How to Make Roux for Gravy
With few exceptions, roux (pronounced "ruu") is required to make any gravy and many sauces.
So, what is roux? Roux is a mixture of flour and fat/oil that, after being slowly cooked over low heat, is used to thicken, color, and flavor gravy, soups and sauces.
There are three types of roux: white, blond and brown. The color and flavor is determined by the porportions of flour vs. oil, how long the mixture is cooked and the type fat or oil that is used.
Butter is used as the fat ingredient for making white or blond roux. The color is determined by how long the roux is cooked. White is cooked just until it begins to turn beige and the Blond until pale golden. Both are used to thicken cream and white sauces and light soups.
The bold-flavored brown roux can be made with any type fat/oil, but bacon drippings, pork or beef fat are more common. It's cooked to a deep golden brown and used for rich, dark, gravy, soups and sauces.
The proportion of fat to flour needed will vary, but a starting point of 50/50 can be used. For example: 3 tablespoons oil and 3 tablespoons flour. The basic procedure for making roux is to bring the fat to a slow simmer, then add flour a little at a time while stirring. The secret is in knowing when it "looks right". It just takes a little experience to know when it's right. You are looking for a paste that is colored according to the type gravy or sauce you want (white, blond, brown).

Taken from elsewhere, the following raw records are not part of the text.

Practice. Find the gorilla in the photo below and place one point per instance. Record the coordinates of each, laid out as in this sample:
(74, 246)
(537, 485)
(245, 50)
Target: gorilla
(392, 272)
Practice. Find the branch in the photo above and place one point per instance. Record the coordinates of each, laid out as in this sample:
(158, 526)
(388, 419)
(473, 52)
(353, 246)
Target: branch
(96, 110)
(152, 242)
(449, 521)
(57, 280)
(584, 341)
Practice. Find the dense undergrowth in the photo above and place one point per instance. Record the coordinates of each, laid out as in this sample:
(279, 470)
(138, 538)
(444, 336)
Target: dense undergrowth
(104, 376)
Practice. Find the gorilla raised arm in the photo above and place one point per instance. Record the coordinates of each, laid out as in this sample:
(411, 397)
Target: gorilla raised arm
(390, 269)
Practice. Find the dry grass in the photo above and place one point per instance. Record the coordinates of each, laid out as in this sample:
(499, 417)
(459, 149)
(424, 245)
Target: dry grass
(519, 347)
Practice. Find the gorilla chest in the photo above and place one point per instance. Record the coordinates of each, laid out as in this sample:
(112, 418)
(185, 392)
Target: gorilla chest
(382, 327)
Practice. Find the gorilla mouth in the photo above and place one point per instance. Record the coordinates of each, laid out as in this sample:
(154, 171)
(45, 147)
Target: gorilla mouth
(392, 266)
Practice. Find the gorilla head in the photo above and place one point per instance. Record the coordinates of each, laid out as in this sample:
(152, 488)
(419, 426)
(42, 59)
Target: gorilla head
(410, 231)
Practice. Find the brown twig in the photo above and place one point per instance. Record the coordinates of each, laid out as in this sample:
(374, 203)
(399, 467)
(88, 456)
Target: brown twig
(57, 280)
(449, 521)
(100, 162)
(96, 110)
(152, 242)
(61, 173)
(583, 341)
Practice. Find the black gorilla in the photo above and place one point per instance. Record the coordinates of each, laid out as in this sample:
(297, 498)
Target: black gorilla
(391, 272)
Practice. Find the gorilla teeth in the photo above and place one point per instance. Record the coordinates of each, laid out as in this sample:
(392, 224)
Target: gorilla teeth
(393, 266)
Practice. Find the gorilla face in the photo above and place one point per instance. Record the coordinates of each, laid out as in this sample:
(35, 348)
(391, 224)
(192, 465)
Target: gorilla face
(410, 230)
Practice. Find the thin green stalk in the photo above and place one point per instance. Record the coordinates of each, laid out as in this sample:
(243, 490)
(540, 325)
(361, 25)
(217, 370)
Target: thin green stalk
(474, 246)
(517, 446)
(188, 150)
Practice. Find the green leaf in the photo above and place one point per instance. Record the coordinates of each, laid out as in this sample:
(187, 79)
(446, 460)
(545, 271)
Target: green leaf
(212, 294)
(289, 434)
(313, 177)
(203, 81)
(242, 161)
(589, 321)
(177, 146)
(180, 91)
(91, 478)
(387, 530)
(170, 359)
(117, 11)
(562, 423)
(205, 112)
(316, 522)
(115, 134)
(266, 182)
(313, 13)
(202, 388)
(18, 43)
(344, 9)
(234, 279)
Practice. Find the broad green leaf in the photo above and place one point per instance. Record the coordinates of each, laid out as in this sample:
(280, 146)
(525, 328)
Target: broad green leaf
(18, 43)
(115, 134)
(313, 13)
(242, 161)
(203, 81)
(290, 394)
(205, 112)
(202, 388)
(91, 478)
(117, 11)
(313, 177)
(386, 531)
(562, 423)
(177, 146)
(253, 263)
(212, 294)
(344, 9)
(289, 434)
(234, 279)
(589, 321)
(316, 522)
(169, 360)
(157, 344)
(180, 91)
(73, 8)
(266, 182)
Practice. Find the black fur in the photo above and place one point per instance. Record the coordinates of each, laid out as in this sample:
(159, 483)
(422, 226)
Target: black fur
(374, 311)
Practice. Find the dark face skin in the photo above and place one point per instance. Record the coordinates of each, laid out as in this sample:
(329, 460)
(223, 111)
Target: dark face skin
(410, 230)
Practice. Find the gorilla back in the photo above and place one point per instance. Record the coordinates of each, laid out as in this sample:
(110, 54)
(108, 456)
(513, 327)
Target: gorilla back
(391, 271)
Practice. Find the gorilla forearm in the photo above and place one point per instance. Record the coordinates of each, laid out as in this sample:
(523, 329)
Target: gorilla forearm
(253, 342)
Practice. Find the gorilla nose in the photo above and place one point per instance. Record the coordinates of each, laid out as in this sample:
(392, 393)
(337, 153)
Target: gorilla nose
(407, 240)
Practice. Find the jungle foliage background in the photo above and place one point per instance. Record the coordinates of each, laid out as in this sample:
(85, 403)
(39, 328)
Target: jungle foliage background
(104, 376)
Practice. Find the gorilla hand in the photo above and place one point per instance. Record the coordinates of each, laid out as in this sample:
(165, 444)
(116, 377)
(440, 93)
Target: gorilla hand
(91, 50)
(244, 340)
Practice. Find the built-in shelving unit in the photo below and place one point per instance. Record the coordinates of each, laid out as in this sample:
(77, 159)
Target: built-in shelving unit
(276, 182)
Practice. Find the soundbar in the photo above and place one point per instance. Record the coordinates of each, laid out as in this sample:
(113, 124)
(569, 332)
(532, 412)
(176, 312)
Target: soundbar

After the roux is made, to make gravy or sauce, some liquid, usually water, milk or stock is stirred into the roux while continuing to cook. The roux must be right before mixing any liquid into it. If it is too thin, thick or wrong color; you can not correct it later by adding oil or flour. After you add liquid to the roux, any flour or oil added at this point will ruin the gravy. Any added flour will become solid lumps of raw flour and any oil added will float on top of the gravy.
Making good gravy or sauce is not difficult, but it does take some practice. Just remember, the secret is in getting the roux right first. Then it's a matter of adding liquid and stirring until you get the perfect gravy.